Also, Germany is one of the countries ranked above us. Public education in Germany is pretty much entirely remanded to their 16 city-states and area states. I don’t think their federal government plays much, if any, role in these things you’ve mentioned.
I think this issue is much more complicated than just thinking local=good, centralized=bad when it comes to education. Re Germany, I'm not sure any of us have enough knowledge of the German system to be able to say it's a more localized system than the US's. But even if so, that doesn't support your notion that the best unit of govt to handle education is a localized district like a school board.
And the UK has a national system and they have 68 million people. Much bigger than any US state. And they're doing better than the US on that scale.
Of course, the averages here might hide a lot of what is causing this and what is salient. The fact is, we don't have the same demographics as those other countries, the same wealth disparities, social welfare opportunities, etc.

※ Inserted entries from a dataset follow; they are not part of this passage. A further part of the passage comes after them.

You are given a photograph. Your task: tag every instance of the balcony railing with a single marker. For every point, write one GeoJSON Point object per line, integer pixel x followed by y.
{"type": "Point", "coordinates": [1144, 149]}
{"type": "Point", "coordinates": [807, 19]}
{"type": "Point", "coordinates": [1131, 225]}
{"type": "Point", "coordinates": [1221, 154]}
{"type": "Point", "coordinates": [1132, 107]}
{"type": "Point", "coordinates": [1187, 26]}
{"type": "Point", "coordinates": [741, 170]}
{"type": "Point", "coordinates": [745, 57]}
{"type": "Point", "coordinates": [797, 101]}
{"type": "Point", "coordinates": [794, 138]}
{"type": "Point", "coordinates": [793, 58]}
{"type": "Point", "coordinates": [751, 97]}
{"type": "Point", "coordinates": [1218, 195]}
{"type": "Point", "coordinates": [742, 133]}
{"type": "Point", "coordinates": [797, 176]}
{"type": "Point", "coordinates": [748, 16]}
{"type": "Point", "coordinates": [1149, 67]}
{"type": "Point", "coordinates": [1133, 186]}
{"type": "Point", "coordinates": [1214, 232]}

I don't think it's a matter of local v. centralized on many education issues: it's a matter of picking the right curriculum, focusing on educational methods as opposed to idealogy, and tracking kids appropriately. An example: the SAT and the AP courses are nationalized evaluation methods, and the AP courses have created a nationwide standard curriculum for US high school students with a lot of rigor. I think they're also highly successful.
A consideration: if you are in a locality with a good school system, you have a tendency to believe it must be due to local decisionmaking, and so that should be the way. If you are in a locality with a poor school system, you might think much differently.